Wegen der Kinder hätten sie sich entschieden, das Land zu verlassen, sagt Yuliia Sydorenko. Besonders für einen ihrer vier Söhne ist die Situation in der Ukraine zunehmend schwieriger geworden. Er braucht spezielle Medikamente. Die Lieferprobleme seien immer schlimmer geworden, berichtet Yuliia Sydorenko.
Die 40-Jährige sitzt an einer Tischreihe im katholischen Gemeindesaal in Güglingen. Sie, ihr Mann und ihre vier Kinder im Alter von 19, 13, zehn und sieben Jahren sind aus Saporischschja geflohen. Dass sie im mehr als 2000 Kilometer entfernten Ort im Landkreis Heilbronn untergekommen sind, hat mit dem Engagement verschiedener Seiten zu tun. Viola Haas, gewählte Vorsitzende des Kirchengemeinderats St. Michael, Wächter des Zabergäus und Lehrerin an der Gustav-von-Schmoller-Schule Heilbronn, hilft, die Geschichte zu rekonstruieren. Ihre Schülerin Mariia Popovych steht der Gesprächsrunde im Gemeindesaal als Übersetzerin zur Seite.
Seltene Erkrankung
Oleksii, der 19-jährige Sohn von Yuliia Sydorenko, hat Mukoviszidose, eine angeborene Stoffwechselerkrankung. In der Kirchengemeinde St. Michael, Wächter des Zabergäus gibt es einen 18-Jährigen, für den diese eher seltene Krankheit ebenfalls Teil des Lebens ist. Seine Mutter ist daher Mitglied im Mukoviszidose-Verein.
Bei einem Online-Treffen des Vereins wurde nach Wohnraum für Flüchtlinge gefragt, wie die Mutter (sie möchte nicht namentlich genannt werden) auf telefonische Nachfrage erklärt: „Wir sind hier in Deutschland recht gut vernetzt.“ Sie wusste, dass die Kirchengemeinde das Jugendhaus in Güglingen für ukrainische Geflüchtete in Reserve hielt. So vermittelte sie den Kontakt zwischen dem Mukoviszidose-Verein und der Kirchengemeinde. Der Verein hatte wiederum Kontakt zur ukrainischen Seite.
Große Renovierungsaktion
Die Ausreise der ukrainischen Familie mit Bus und Zug war nicht unkompliziert. Denn es musste dafür gesorgt werden, dass die Mukoviszidose-Medikamente gekühlt sind, wie Yuliia Sydorenko erklärt.
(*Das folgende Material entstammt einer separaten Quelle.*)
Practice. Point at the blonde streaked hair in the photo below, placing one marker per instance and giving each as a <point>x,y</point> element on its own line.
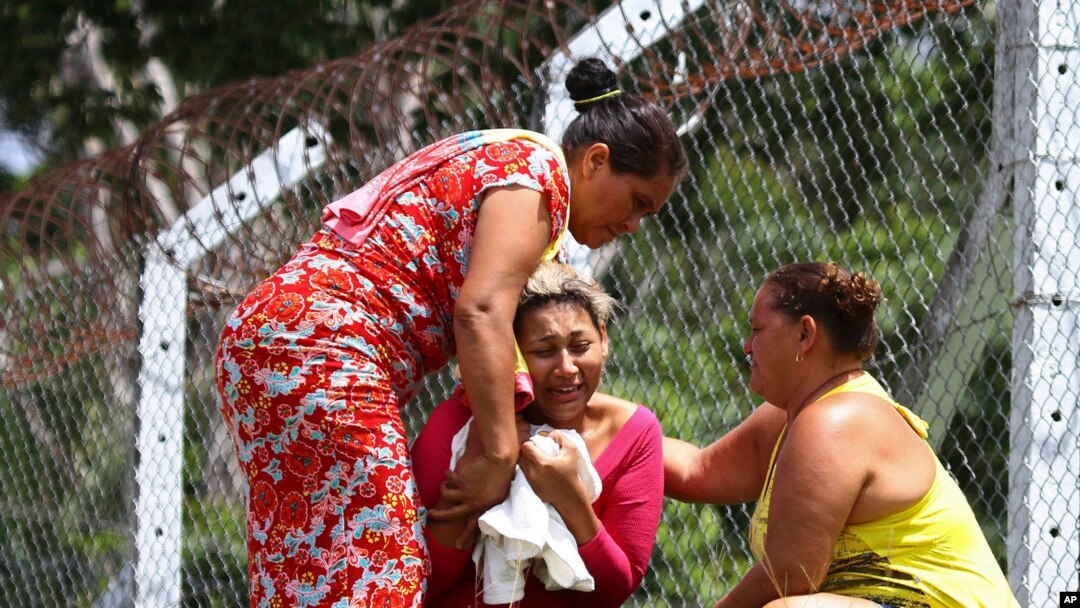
<point>553,282</point>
Als sie diese in Güglingen endgültig im Kühlschrank aufbewahren konnte, habe sie durchgeatmet.
Familie Sydorenko wohnt mittlerweile schon seit einigen Monaten im sogenannten Jugendhaus. Das diente einst als Sitz der Pfadfinder. Später fanden unbegleitete minderjährige Flüchtlinge aus Syrien dort eine Unterkunft. Zuletzt stand es leer, wie Haas berichtet. Auf Initiative der Kirchengemeinde wurde das Haus daher für die Aufnahme von Geflüchteten aus der Ukraine vorbereitet. „50 Leute haben es geputzt und gestrichen“, sagt Haas. An einem Freitagnachmittag und einem Samstag ging die Aktion schichtweise vonstatten. Sachspenden ermöglichten die Ausstattung der Räume.
Hilfe beim Papierkram
Die Mutter aus dem Mukoviszidose-Verein organisierte die künftige medizinische Versorgung für Oleksii. „Ich wusste ja schon, an welche Stellen ich mich wenden muss“, sagt sie. Sie schaue außerdem regelmäßig vorbei.
Aber auch weitere Freiwillige stehen der Familie zur Seite. Popovych verschaffte beim bürokratischen Papierkram Orientierung. Die 25-jährige Auszubildende, die selbst aus der Ukraine stammt, hatte bereits ihre Freundin beim behördlichen Prozedere begleitet. Außerdem fungiert sie hin und wieder als Übersetzerin.
Drei Frauen geben den Familienmitgliedern einmal in der Woche Sprachunterricht. Und über das Netzwerk der Engagierten hat der Familienvater Oleksandr Sydorenko, der aufgrund der großen Kinderzahl mitausreisen durfte, eine Beschäftigung in einem Metallbetrieb gefunden. Yuliia Sydorenko hat einen Minijob.
Die Familie hat sich gut eingelebt. Sie will in Güglingen bleiben, wie Yuliia Sydorenko sagt. Daher sucht die Familie eine dauerhafte Wohnung. Die ehrenamtliche Unterstützung begleitet sie bei dem Start in ein neues Leben.